En seulement 5 épisodes, le scénariste réussit à introduire la majeure partie de ses personnages de manière naturelle. Il développe plus Peter Stanchek, Joseph Irons et Faith Herbert que les autres (Charlene Dupre, Rachel Hopson, Daniel Hessler, Amanda McKee, Edward Sedgewick). Toutefois ces derniers montrent chacun leur caractère dans la manière dont ils s'expriment. Il parvient également à établir la nature des superpouvoirs, à chaque fois un pouvoir de l'esprit, la façon dont ils se manifestent la première fois, et comment se déroule le processus de recrutement. Il dévoile quelques éléments sur le passé d'Harada et sur celui de Stanchek. Au cours du récit le lecteur apprend quelques éléments de contexte sur l'organisation de la Fondation Harbinger, sur le positionnement des produits du conglomérat Harada, sur l'absence de d'informations délivrées au public concernant les psiots.
Joshua Dysart et
Khari Evans relèvent le pari délicat de lancer un nouveau comics sur une équipe de superhéros, qui présente assez de spécificités pour se démarquer de la production mensuelle et pléthorique de Marvel et DC. de ce point de vue, le pari est réussi, car Peter Stanchek ne rentre pas dans le moule des superhéros traditionnels, et il n'y a pas à proprement parler de supercriminel dont il faudrait contrecarrer le plan machiavélique du mois en cours. Ils s'écartent également du moule traditionnel par la personnalité de leur protagoniste principal (pas vraiment altruiste), des seconds rôles, et du mode d'utilisation des superpouvoirs.
Le lecteur ressort donc de ce premier tome avec la forte envie de connaître la suite du récit, même s'il connaissait déjà la version de 1992 de ces personnages.
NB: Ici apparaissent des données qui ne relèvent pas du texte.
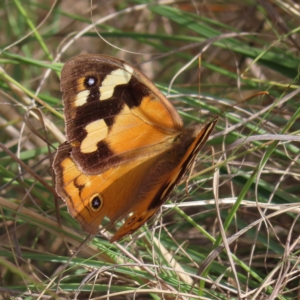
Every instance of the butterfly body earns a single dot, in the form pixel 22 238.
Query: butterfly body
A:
pixel 126 145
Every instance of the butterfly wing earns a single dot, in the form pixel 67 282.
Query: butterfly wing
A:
pixel 113 112
pixel 137 188
pixel 126 147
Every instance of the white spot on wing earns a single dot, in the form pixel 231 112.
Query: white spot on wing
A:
pixel 81 98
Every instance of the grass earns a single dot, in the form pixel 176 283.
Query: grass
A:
pixel 235 234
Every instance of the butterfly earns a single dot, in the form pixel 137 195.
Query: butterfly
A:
pixel 126 145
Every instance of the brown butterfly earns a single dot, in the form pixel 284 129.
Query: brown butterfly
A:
pixel 126 146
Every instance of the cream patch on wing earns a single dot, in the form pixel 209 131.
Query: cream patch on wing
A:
pixel 116 77
pixel 96 132
pixel 81 98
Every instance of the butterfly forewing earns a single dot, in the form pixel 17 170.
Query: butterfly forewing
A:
pixel 126 147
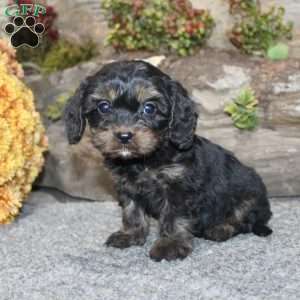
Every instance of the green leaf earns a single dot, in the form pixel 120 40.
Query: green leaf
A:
pixel 278 52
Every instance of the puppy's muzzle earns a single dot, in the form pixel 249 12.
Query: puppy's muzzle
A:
pixel 124 137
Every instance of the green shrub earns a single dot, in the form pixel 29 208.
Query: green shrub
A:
pixel 243 110
pixel 64 54
pixel 172 25
pixel 278 52
pixel 256 31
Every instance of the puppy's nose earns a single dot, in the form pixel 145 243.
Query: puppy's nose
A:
pixel 124 137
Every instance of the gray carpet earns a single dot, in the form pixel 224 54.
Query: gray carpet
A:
pixel 55 251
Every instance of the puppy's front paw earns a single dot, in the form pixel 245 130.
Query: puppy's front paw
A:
pixel 123 240
pixel 170 249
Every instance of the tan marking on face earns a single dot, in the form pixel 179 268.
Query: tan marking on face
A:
pixel 173 171
pixel 107 93
pixel 144 141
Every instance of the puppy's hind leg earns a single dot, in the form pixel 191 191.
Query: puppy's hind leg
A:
pixel 135 228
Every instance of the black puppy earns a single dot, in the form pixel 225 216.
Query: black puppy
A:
pixel 143 123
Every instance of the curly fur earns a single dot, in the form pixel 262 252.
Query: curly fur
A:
pixel 190 185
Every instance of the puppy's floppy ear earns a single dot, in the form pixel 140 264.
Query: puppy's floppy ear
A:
pixel 73 115
pixel 183 117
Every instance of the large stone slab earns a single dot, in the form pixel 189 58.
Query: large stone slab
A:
pixel 55 251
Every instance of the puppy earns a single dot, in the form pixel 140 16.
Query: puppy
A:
pixel 143 123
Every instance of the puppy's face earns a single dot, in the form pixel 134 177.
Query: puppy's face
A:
pixel 132 108
pixel 127 119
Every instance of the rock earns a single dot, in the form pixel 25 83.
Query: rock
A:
pixel 274 154
pixel 234 77
pixel 292 85
pixel 284 110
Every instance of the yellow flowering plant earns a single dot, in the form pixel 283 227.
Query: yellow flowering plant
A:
pixel 22 137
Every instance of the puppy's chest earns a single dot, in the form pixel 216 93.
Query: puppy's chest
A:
pixel 149 186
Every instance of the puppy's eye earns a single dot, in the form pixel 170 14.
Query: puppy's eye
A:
pixel 104 107
pixel 149 109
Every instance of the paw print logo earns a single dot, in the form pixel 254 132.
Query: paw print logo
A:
pixel 24 32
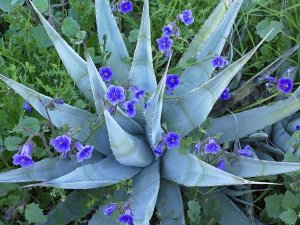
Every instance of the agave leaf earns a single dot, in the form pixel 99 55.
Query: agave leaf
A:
pixel 74 207
pixel 144 194
pixel 128 149
pixel 64 115
pixel 249 167
pixel 194 172
pixel 181 116
pixel 46 169
pixel 142 73
pixel 169 204
pixel 153 114
pixel 100 174
pixel 209 42
pixel 108 29
pixel 238 126
pixel 74 64
pixel 228 212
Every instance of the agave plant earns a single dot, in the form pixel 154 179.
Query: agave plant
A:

Il en ressort aussi avec l'impression d'avoir lu un prologue, que les personnages ne sont pas encore tout à fait assez développés, que le dessinateur éprouve quelques difficultés à conserver une consistance suffisante dans ses dessins en recourant régulièrement à des têtes en train de parler (mais avec un arrière-plan), et que le deuxième tome devra confirmer l'originalité de la série (c'est-à-dire prouver qu'elle ne rejoigne pas le schéma traditionnel des séries de superhéros).